Late June. Friday. Five-thirty in the afternoon. Capping off the week in our office that doubles as my apartment on the second floor above the Sunglass Hut on Colorado Avenue in Old Town. The street’s murmur was changing from the self-conscious chirping of teenagers spending their parents’ cash to the moan and groan of parents drowning their money problems in retail therapy.
I had made it off that hamster wheel by the skin of my teeth and with some visible scars, but I had no regrets. Being a blushing bride at a destination wedding and going to parent-teacher conferences were not for me, and I had come to embrace that despite the social pariah it made me.
My best friend and partner, Brenda, was on the other side of the fence. Fourteen years married to a urologist, three kids, a minivan, a dog, two cats, a turtle named Scooby, and always a tray of cupcakes ready for the oven. Also the street-smartest person I have ever met.
We were sitting across from each other at our tiny desks that nevertheless took up almost all the space in what the ad had called a cozy living room. I had my chair back against the window, my feet up on the table, and was nursing a beer. Brenda had her elbows on her desk, and her hands around a glass of white wine chilled with ice.

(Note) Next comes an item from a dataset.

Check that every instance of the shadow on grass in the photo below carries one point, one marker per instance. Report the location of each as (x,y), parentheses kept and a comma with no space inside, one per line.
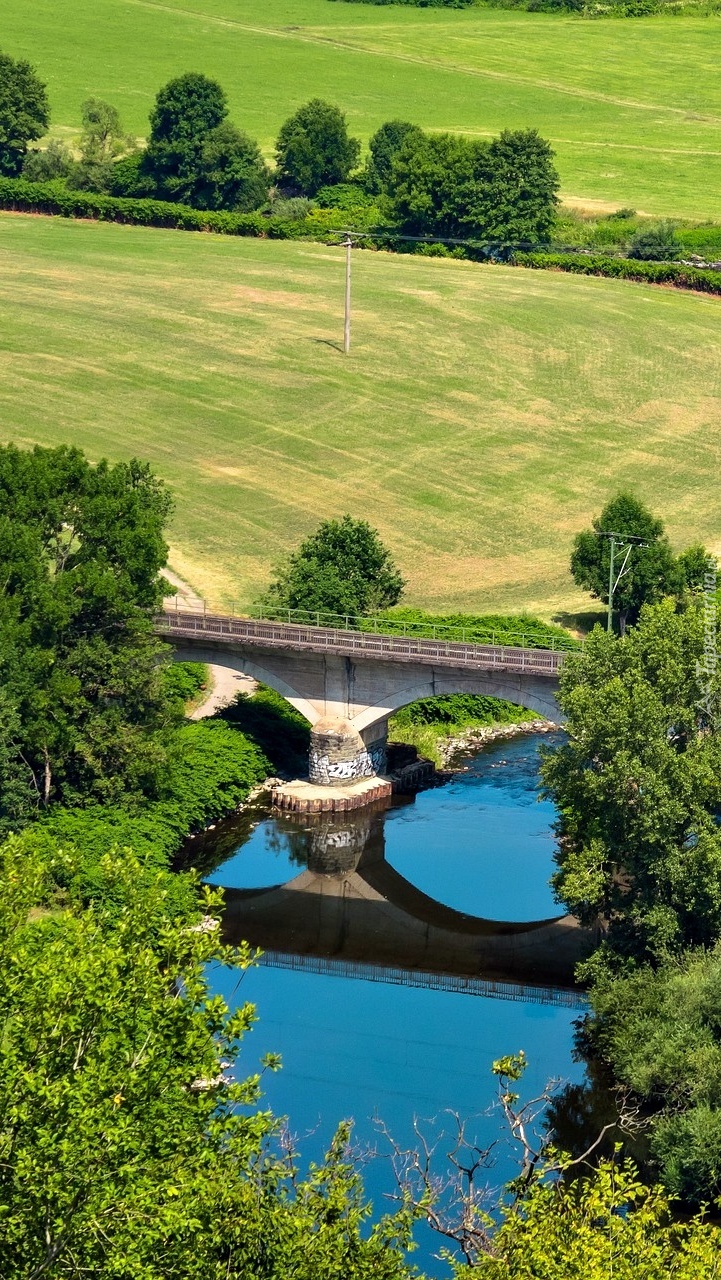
(279,731)
(325,342)
(580,624)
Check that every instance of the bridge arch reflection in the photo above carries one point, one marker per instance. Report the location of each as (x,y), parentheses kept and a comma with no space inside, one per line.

I had just remarked how good the new front door looked, the upper half a matted glass panel with our name in a semi-circle: Branch Recovery Agency. I had offered Brenda her name on there, too, but she had declined on account of the witness protection guidelines.
My subconscious and body reacted in unison to the shadow figure behind the door glass raising a weapon. I told Brenda to get down but lingered a fraction of a second too long to see her react to get out of the shot myself. The bullet tore through my right biceps and spun me to the floor, landing on the open flesh. Then warm, soft darkness at a great distance from glass breaking and bodies tumbling.
It was only a moment later Brenda said,
“Wills, are you okay?”
I could hear the shooter running down the hallway to the stairs and Brenda snaking her way over the floor behind me.
“Willow?” she said again. “Can you hear me?”
She rolled me over on my back and felt up and down my body to find where I was hurt.
“Arm,” I said, and that was my whole quota of words right there.
She reached over to my right arm and put a light touch on the elbow and the shoulder to see better. Then she let go, and I could sense her untying the small silk scarf she always wore to cover the scars of the removed tattoos on her neck. Then she said,
“It’s gonna hurt a bit, but I need to get under to stop the bleeding.”
She wasn’t lying. I turned my focus on the shot to not pass out.
“Silencer,” I said as a bonus. There had only been a flat thud behind the glass.
“Yes, I noticed,” said Brenda. “I’m gonna see if Pee is still at the office. Then he can patch you up.”
Pee was her husband. His real name was Todd, but Brenda had always thought his specialty hilarious, and he didn’t seem to mind. Brenda was a package deal, and Todd was in for all of it. As was I. And we both knew the emergency room was not an option. People tend to want to talk about gunshot wounds.